Não tem sangue azul correndo nas veias? Têm algo melhor que sangue real ali. A avó de Benjamin Franklin era Mary Morrel; mais tarde, por casamento, tornou-se Mary Folger, uma das antigas colonizadoras de Nantucket, ancestral de uma extensa linhagem de Folgers e arpoadores - todos amigos e parentes do nobre Benjamin - que atualmente atiram seu ferro farpado por todo o mundo.
Muito bem; mas todos sabem que a pesca de baleias não é respeitável.
A pesca de baleias não é respeitável? A pesca de baleias é imperial! Pela antiga lei estatuária britânica, a baleia é declarada como sendo um "peixe real".
Oh, isso é meramente nominal! A baleia nunca foi descrita de modo imponente ou grandioso.
A baleia nunca foi descrita de modo imponente ou grandioso? Num dos imponentes triunfos concedidos a um general romano ao regressar à capital do mundo, os ossos de uma baleia, trazidos do litoral da Síria, foram o objeto mais conspícuo que se exibiu na procissão dos címbalos.
Admito, porque mencionas; mas dize o que quiseres, não há verdadeira dignidade na pesca de baleias.

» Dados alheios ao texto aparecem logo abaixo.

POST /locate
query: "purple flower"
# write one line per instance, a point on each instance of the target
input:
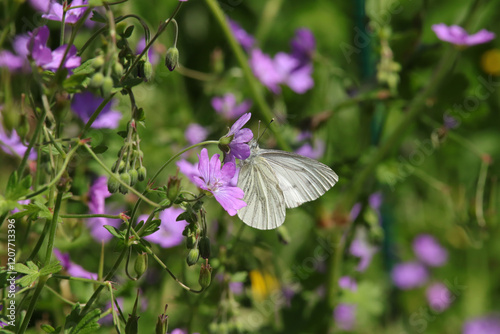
(348, 283)
(245, 39)
(47, 59)
(215, 180)
(283, 69)
(345, 316)
(263, 68)
(236, 287)
(72, 268)
(309, 151)
(86, 103)
(98, 193)
(458, 36)
(295, 76)
(429, 251)
(489, 324)
(12, 144)
(195, 133)
(227, 107)
(238, 147)
(188, 169)
(409, 275)
(303, 45)
(55, 10)
(360, 247)
(438, 297)
(170, 232)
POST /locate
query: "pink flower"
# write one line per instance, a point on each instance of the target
(238, 147)
(458, 36)
(216, 180)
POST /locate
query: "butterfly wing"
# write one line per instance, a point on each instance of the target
(265, 208)
(301, 179)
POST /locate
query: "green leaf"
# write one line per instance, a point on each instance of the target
(151, 227)
(88, 324)
(51, 268)
(114, 231)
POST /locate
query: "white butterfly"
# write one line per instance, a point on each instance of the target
(274, 180)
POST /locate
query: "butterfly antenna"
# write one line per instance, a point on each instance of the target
(267, 127)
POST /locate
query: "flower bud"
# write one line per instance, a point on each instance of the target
(174, 184)
(204, 245)
(148, 70)
(98, 62)
(172, 58)
(193, 256)
(191, 241)
(113, 183)
(205, 275)
(97, 80)
(141, 173)
(118, 69)
(162, 324)
(141, 264)
(107, 86)
(133, 176)
(125, 177)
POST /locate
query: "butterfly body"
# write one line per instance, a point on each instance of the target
(274, 180)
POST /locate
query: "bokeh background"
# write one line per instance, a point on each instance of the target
(405, 242)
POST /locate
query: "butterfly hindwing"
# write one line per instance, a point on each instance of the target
(301, 179)
(265, 208)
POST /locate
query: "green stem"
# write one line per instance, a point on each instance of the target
(162, 27)
(113, 175)
(100, 287)
(413, 110)
(481, 182)
(79, 279)
(22, 165)
(57, 177)
(43, 279)
(255, 89)
(82, 216)
(95, 115)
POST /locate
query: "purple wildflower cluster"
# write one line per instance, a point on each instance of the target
(458, 36)
(414, 274)
(293, 70)
(34, 46)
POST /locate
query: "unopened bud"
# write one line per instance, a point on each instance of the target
(98, 62)
(141, 173)
(141, 264)
(125, 177)
(133, 176)
(205, 275)
(107, 86)
(113, 184)
(193, 256)
(118, 69)
(204, 245)
(97, 80)
(172, 58)
(174, 184)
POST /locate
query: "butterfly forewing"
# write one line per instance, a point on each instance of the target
(265, 208)
(301, 179)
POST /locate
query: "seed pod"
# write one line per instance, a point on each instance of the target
(204, 245)
(193, 256)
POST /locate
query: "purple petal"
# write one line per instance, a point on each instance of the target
(230, 198)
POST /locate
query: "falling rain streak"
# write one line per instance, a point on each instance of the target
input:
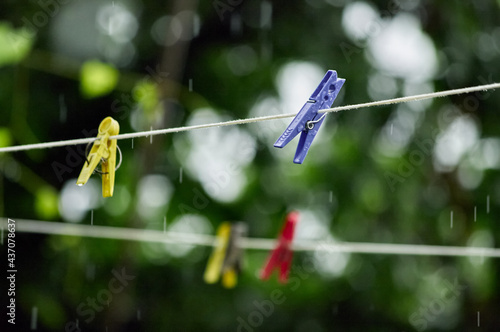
(62, 109)
(34, 318)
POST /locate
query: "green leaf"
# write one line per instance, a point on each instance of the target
(14, 44)
(97, 79)
(46, 203)
(5, 137)
(145, 94)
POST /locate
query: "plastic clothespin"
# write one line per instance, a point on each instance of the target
(308, 121)
(226, 258)
(281, 257)
(104, 151)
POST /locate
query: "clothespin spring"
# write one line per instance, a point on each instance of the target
(95, 169)
(310, 124)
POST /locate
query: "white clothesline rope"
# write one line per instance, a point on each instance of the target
(251, 120)
(147, 235)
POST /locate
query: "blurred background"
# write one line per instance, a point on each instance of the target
(416, 173)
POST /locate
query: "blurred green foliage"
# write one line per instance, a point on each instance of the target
(372, 175)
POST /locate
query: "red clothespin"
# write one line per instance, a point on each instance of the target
(281, 257)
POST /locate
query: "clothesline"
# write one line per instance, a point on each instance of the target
(147, 235)
(251, 120)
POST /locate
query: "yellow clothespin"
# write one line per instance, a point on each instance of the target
(104, 151)
(216, 260)
(233, 261)
(226, 256)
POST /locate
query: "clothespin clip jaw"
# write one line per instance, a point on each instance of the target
(233, 262)
(226, 258)
(104, 151)
(281, 257)
(308, 120)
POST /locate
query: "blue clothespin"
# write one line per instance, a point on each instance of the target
(308, 121)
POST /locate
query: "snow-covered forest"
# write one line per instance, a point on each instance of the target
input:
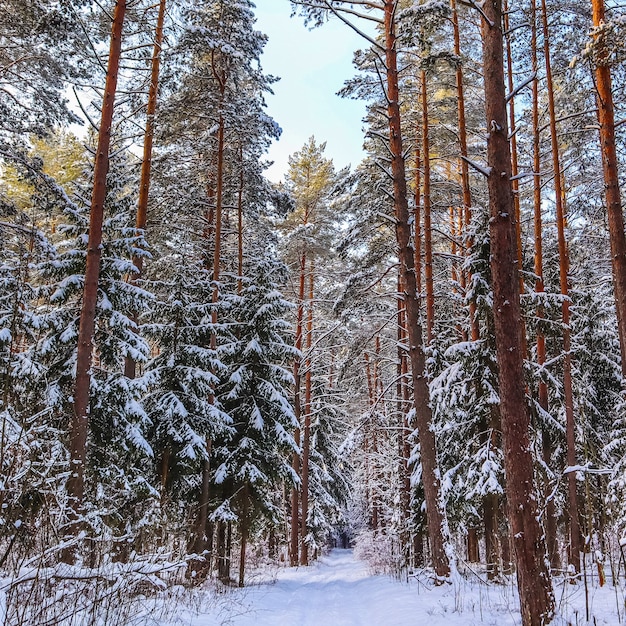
(205, 375)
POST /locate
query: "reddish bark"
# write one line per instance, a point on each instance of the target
(306, 432)
(551, 515)
(606, 117)
(535, 589)
(465, 181)
(80, 419)
(428, 231)
(437, 524)
(294, 529)
(570, 432)
(146, 163)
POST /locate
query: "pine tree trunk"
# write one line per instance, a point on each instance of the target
(435, 511)
(130, 365)
(606, 118)
(295, 525)
(465, 180)
(223, 569)
(551, 515)
(244, 525)
(575, 539)
(80, 419)
(417, 219)
(203, 505)
(535, 588)
(514, 164)
(428, 231)
(306, 433)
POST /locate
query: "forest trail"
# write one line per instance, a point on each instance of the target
(339, 590)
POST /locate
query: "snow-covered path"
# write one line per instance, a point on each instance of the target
(340, 591)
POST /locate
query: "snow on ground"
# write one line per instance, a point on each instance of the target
(338, 590)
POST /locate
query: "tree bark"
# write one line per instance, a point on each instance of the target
(306, 432)
(435, 511)
(464, 167)
(551, 515)
(244, 526)
(428, 231)
(535, 588)
(606, 117)
(80, 419)
(294, 536)
(130, 365)
(575, 539)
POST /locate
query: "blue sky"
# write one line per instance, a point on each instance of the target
(313, 66)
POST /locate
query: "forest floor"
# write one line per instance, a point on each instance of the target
(339, 590)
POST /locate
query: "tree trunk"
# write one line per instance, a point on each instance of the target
(465, 181)
(146, 163)
(244, 525)
(435, 511)
(472, 545)
(203, 505)
(490, 520)
(575, 539)
(306, 433)
(513, 135)
(606, 118)
(80, 419)
(535, 588)
(550, 516)
(295, 526)
(428, 231)
(417, 219)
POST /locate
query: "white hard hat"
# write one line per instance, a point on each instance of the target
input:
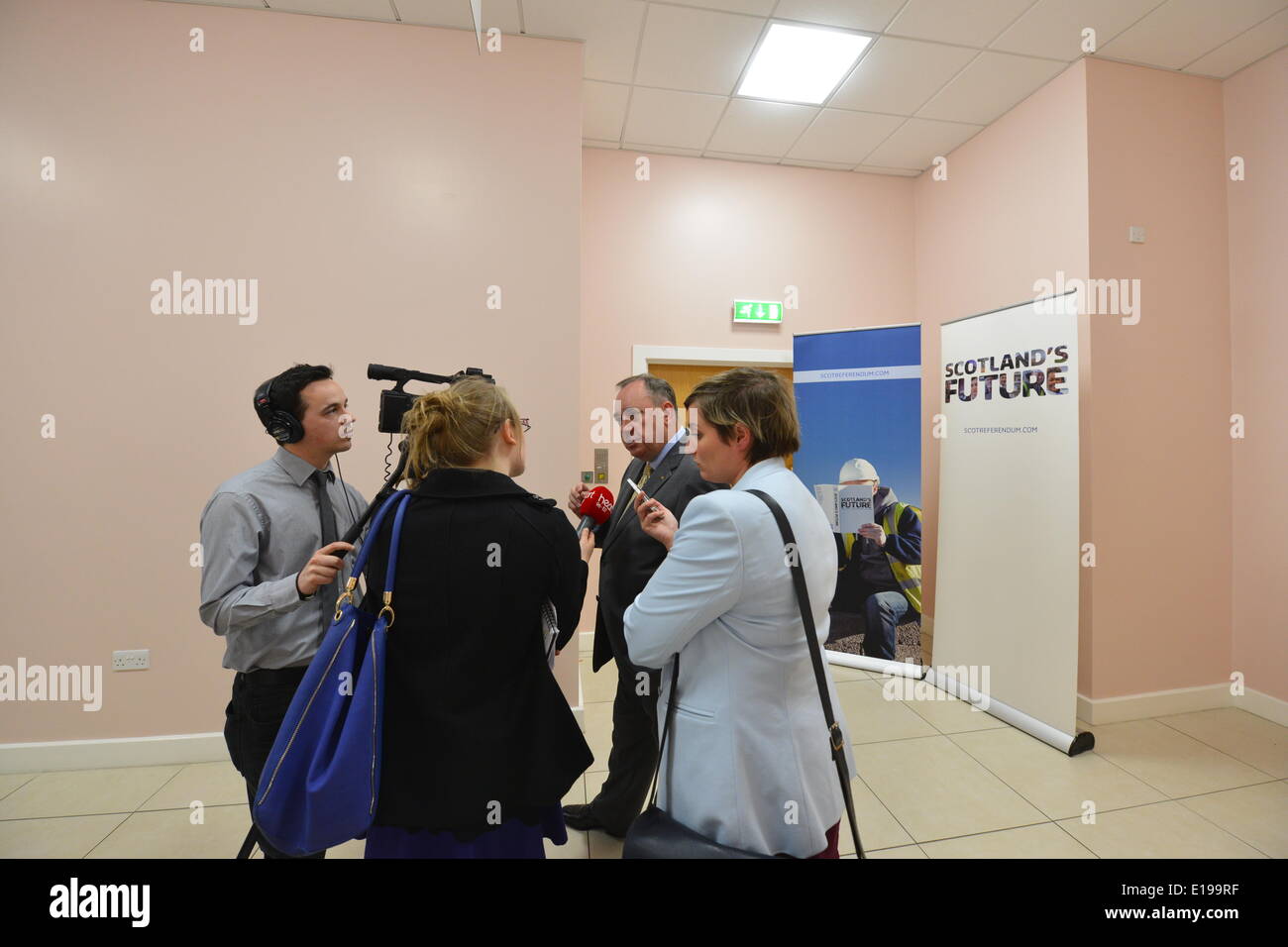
(858, 470)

Não há dignidade na pesca de baleias? A dignidade de nossa profissão está no próprio céu. A Baleia é uma constelação austral! E basta! Tira o chapéu na presença do czar e tira o chapéu na presença de Queequeg! Basta! Conheço um homem que durante a vida caçou 350 baleias. Considero esse homem mais respeitável do que o grande capitão da Antiguidade que se vangloria de ter derrubado o mesmo número de cidades fortificadas.
Quanto a mm, se acaso existe alguma qualidade ignorada dentro de mim; se alguma vez eu merecer um bom nome neste mundo tão silencioso do qual possa, não sem razão, sentir orgulhoso; se eu tiver feito algo que, em geral, foi melhor que tivesse feito do que deixado por fazer; se, quando eu morrer, meus testamenteiros, ou melhor, meus credores, encontrarem alguns manuscritos preciosos na minha escrivaninha, desde já atribuo antecipadamente toda a honra e glória à pesca de baleias; pois um navio baleeiro foi minha Universidade de Yale, minha Harvard.


Moby Dick (Herman Melville, 1851), Capítulo 24,O Defensor, pags. 124-129.